Title

Too much material, too little time: the computer education curriculum dilema

Document Type

Conference Proceeding

Publisher

American Society for Engineering Education

Faculty

Computing, Health and Science

School

Computer and Information Science

RAS ID

1974

Comments

Originally published as: Duley, R., & Boyanich, A., & Maj, S. P. (2001, June), Too Much Material, Too Little Time: The Computer Education Curriculum Dilemma Paper presented at 2001 Annual Conference, Albuquerque, New Mexico. Original article available here

Abstract

Adding an engineering component into an already overcrowded computer science course to create a course suitable for the graduation of a potential professional Software Engineer (SE) reminds people of the problem of getting a quart into a pint pot — there is far too much material and far too little time. Since Curriculum ’68 was published, designers of computer science curricula have been on the horns of a dilemma — what to leave out!

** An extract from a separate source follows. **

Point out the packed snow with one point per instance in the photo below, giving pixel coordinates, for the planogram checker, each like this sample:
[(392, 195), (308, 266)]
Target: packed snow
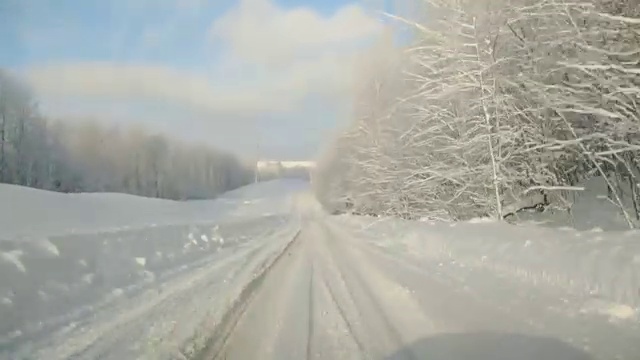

If one is to cover the requisite knowledge areas and yet reduce the amount of information which has to be transmitted then the obvious solution is to reduce the depth in which that information is studied. The question often asked is whether such a reduction is acceptable in software engineering education. In the authors view the real question is whether or not a software engineering student actually needs the knowledge of the inner workings of a VLSI chip, CD-ROM, a Zip Drive or Modem which is appropriate to a Computer Scientist or Computer Systems Engineer. We support the case that it is not since an SE is a user of computers rather than a maker of them. Abstraction provides an effective means of reducing the volume of information which has to be transmitted in the classroom while allowing the students to formulate an adequate conceptual model of the content of the knowledge area. This paper introduces the classroom-proven concept of B-Nodes which present each device within a PC (microprocessor, hard disc drive etc.) as a data source/sink capable, to various degrees, of data storage, processing and transmission. Independent of architectural detail, experimental work to date has demonstrated that this model can accommodate rapid changes in technology, avoiding time-consuming transmission of low level detail while maintaining conceptual integrity.